Let me give just one example, the one currently on all of our minds this month: the politics of elections. 

Before the advent of social media, the average voter would consume various kinds of media as a resource to inform their vote. They might talk with their family or friends. If they were highly active in politics they might attend town hall meetings or march in parades or canvass neighborhoods or lick stamps for campaign mailings. But before rise of Facebook and Twitter, their politics was still largely private.

Suddenly, with the arrival of social media, voters now had a venue not only to share their political perspectives more freely with a wider audience, but to do so in quasi-public ways. It doesn't take very long with the rise of new media for a shift to take place from I can share my thoughts on social media to I MUST share my thoughts on social media.

We see this at the height of this election cycle. Many Facebook posts the last few weeks have started: Although I have been largely silent about the presidential elections, but now, in these latter days, I feel like I must speak out.

Then, they start writing. Sometimes the posts are long. They're confessional in nature, searching, honest, journalistic, exploratory. But they are decidedly public. Many women's voices have emerged recently, and are of particular interest, because they are truly finding their voice in a public context. 

In the meantime, people's religious views inevitably inform their politics.

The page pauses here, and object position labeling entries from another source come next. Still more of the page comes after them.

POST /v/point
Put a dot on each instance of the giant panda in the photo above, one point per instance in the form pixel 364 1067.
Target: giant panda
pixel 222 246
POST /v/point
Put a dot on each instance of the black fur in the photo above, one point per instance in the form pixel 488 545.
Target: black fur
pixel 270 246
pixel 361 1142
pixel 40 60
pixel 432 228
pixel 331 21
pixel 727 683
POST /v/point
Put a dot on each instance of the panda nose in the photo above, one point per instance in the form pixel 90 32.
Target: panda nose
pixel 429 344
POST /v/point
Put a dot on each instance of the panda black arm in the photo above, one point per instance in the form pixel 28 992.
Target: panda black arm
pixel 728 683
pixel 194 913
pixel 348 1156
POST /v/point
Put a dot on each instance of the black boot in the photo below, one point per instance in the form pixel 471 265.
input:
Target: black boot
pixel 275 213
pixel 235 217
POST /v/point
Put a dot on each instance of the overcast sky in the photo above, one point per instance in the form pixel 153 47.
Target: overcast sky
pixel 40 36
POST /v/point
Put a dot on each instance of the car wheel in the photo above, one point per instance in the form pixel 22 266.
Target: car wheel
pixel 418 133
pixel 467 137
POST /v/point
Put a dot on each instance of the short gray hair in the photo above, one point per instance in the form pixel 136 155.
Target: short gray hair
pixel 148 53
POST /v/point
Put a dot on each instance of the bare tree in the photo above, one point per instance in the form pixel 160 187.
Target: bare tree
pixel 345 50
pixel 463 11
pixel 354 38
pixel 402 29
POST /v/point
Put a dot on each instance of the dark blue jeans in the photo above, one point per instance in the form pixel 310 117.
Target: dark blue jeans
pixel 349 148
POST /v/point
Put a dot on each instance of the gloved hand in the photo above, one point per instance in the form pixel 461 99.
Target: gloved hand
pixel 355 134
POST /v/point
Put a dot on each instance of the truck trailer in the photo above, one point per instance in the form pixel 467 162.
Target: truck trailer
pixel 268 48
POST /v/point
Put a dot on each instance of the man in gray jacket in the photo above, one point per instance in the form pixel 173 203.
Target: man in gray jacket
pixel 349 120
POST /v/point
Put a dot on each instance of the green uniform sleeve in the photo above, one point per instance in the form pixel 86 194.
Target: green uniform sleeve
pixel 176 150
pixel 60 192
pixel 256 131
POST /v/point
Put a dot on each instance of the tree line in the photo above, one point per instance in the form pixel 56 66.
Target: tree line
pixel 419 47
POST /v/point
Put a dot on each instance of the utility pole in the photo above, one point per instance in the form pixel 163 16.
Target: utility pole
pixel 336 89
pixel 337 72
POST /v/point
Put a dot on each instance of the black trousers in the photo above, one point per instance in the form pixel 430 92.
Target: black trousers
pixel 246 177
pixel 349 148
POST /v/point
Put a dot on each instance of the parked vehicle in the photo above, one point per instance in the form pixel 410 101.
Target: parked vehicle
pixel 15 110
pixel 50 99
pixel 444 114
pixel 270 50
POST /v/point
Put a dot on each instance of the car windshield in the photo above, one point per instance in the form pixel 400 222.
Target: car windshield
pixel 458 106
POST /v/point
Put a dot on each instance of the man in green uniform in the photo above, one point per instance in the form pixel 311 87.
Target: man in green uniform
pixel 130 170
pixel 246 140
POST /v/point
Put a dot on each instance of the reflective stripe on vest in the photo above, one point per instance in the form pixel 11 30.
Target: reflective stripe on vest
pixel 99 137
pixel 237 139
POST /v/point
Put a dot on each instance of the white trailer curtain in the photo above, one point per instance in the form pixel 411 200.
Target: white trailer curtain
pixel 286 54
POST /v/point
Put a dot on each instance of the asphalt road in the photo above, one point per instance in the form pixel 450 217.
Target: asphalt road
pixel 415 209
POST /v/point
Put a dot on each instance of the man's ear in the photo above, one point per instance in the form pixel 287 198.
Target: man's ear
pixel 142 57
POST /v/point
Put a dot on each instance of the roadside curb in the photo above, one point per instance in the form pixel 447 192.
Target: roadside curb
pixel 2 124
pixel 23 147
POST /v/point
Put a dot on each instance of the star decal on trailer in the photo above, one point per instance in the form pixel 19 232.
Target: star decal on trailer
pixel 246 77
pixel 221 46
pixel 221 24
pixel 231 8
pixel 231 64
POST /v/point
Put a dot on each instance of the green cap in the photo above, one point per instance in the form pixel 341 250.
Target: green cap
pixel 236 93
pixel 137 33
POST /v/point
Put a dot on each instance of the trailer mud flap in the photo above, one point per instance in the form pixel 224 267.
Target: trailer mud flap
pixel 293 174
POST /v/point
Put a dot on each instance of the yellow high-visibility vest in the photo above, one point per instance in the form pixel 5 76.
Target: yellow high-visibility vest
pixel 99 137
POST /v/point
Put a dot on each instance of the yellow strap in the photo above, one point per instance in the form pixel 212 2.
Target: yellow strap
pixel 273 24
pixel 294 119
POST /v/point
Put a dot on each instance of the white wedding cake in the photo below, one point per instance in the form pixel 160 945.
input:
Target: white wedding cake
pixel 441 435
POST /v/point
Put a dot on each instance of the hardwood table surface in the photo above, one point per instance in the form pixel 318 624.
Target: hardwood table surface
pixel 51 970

But because the majority of the religious have at best a few private devotional practices in place as resources to fund their imaginations, what you watch is the emergence of a religio-political discourse largely un-formed by the traditional resources of public theology. 

In particular, the critical tools theologians learn and apply to spell out arguments are mostly lacking, and instead popular forms of piety shape the discourse.

It could also be said, and probably should be said, that since politics was for a long time also private, the average person finding their voice on social media is likely to apply their private political devotional practices as the resource most familiar to them as they find their voice.

In this sense, it was absolutely no surprise that singing the National Anthem became one of the hot topics this election cycle: that song, sung as it is at the American liturgy we call football, is the height of private devotion publicly displayed. Changing the devotional practice and doing so in a public venue became a transformational strategy for opening up space for the articulation of a public theology.

It also highlighted the truly post-religious nature of the new social media youth advocacy.


I think we are all just dipping our toes into something radically new. We are watching a blending of private devotion and public theology happen daily, in our own lives, in our own media streams, and our mutual sharing in one another's lives. 

I am not offering a full-blown taxonomy of what is different, or a prescription for how to do it better. Like everybody else, I'm discovering how to do this thing as we go along. But I do think we are learning. We are all discovering our public voice, which is then revealing the depth or superficiality of our private religious devotion because with the tiny exception of those who consider themselves theologians, we are all bringing our private religious devotion to bear as our primary resource for all becoming public theologians together.

Some examples: 

1) I blog. Blogging is the primary place where I engage public theology. But it's very different than a previous era of theologians whose audience was primarily each other and the academy. My audience is you, those of you reading this. So the nature of the public has changed.

2) I post prayers on Facebook. I've found that we need private devotions in our emerging public spaces, and they serve us well there. 

3) I live as a Christian example and pastor in social media, but I also live as a public citizen there. The two blend together, and sometimes this is helpful, and sometimes its a hindrance. Before social media, most of my parishioners wouldn't have known much of what I was up to week to week between Sunday services. Now, many know everything, from our daily routines to my personal opinions. 

4) I find myself wishing I read less stuff on the Internet, and read books more. The biggest potential loss in this era of everybody finding their voice, is the silencing of the books. Books, and the sustained arguments made in books (or the sustained imaginative worlds presented), are perhaps our greatest resource for theology well-articulated and democracy well-lived. We may need a new monasticism, spaces set apart for reading that aren't on-line.

5) I worry about the loss of privacy, and sale of the public. The prognosticators who say we are giving our privacy away are correct. And I am watching in real time as we sell all our public spaces to the highest bidder. The public is a shared common good and not a commodity, and a private life and the space inside it is richness incarnate. The first requires our collective attention to sustain, and the second requires personal vigilance to exercise rightly.

6) That being said, we are no longer going to be able to simply just keep our private theological and political views to ourselves. It was an illusion to ever expect those with a public voice to be capable of neutrality. The desire for a non-biased press or other form of media, though admirable, was in many ways uninspired. A true secular public will allow for the diversity of voices in an intentional plurality that does not erase, but rather highlights and celebrates difference while finding shared resources for public dialogue.

7) The next public theology is going to arrive from the ground up, from the network itself, and in my life, the best living example of this currently is #decolonizeLutheranism, whose first gathering takes place Saturday in Chicago.